Can anyone point to any resources that discuss issues unique or common to parenting "tweens" (ages 8-12)? Thanks


----------



## BJClark (May 22, 2008)

What type of issue's common to tweens?

My kids are aged 13 to 19...so is there anything specific your looking for?

The only parenting book I've read (other than Proverbs) was The Age of Opportunity by Paul Tripp


----------



## BJClark (May 22, 2008)

If your looking for something for your kids to read, Boundaries in Dating by Cloud and Townsend is pretty good, as it teaches pretty good Biblical Boundaries.

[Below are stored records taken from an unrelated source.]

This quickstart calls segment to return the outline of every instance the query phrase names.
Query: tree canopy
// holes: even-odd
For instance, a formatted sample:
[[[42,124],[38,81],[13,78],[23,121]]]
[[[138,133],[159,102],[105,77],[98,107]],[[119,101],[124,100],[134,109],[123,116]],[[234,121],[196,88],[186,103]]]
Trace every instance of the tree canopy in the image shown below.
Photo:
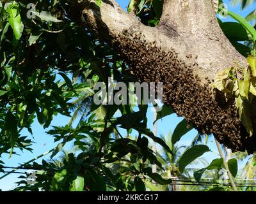
[[[31,137],[21,133],[25,129],[36,137],[31,127],[35,121],[46,129],[55,116],[70,118],[68,124],[47,132],[56,142],[47,152],[50,160],[39,164],[37,157],[19,166],[34,170],[36,182],[31,185],[21,176],[15,190],[145,191],[154,189],[152,184],[166,186],[173,182],[164,177],[166,167],[172,166],[167,171],[172,175],[188,177],[186,166],[211,151],[199,139],[212,133],[233,151],[253,153],[256,31],[244,18],[219,6],[221,1],[180,5],[131,0],[126,12],[113,0],[2,1],[0,159],[18,149],[33,151]],[[222,22],[216,11],[237,22]],[[250,15],[248,20],[253,19]],[[184,117],[172,138],[157,136],[147,127],[149,105],[143,99],[95,104],[96,84],[108,84],[109,78],[127,85],[127,93],[131,82],[163,82],[164,105],[155,122],[173,113]],[[108,100],[110,92],[107,86]],[[175,145],[193,127],[198,131],[196,142],[180,156]],[[164,156],[152,150],[150,141]],[[60,159],[56,155],[68,142],[77,147],[77,153]],[[0,160],[0,172],[4,162]],[[205,171],[221,168],[232,181],[237,161],[226,162],[220,154],[193,177],[200,182]],[[233,183],[228,186],[236,189]]]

Then there is Boundaries with Kids 

http://www.amazon.com/Boundaries-Kids-Dr-Henry-Cloud/dp/0310200350


----------



## Scott (May 23, 2008)

Thanks. We are really wondering what sorts of attitude changes typically come on kids in the 8-12 age range.


----------



## FenderPriest (May 23, 2008)

I don't know if this helps, but you might want to check out the resource messages at Sovereign Grace's website. I ran a search for "Parent" on it here.


----------



## kvanlaan (May 23, 2008)

Our eldest is 10.5 now. What was strange to me was asking other parents about the coming storm (puberty/teenage years) and hearing that the 10-12 year old time is often more challenging.

We've encountered a number of new attitudes from our eldest, she is almost adult-like in some of her thinking, and still a little girl in other ways - it's odd to see.


PS - Bobbi, I don't even want to think about dating at this point, please don't scare me with that sort of talk.


----------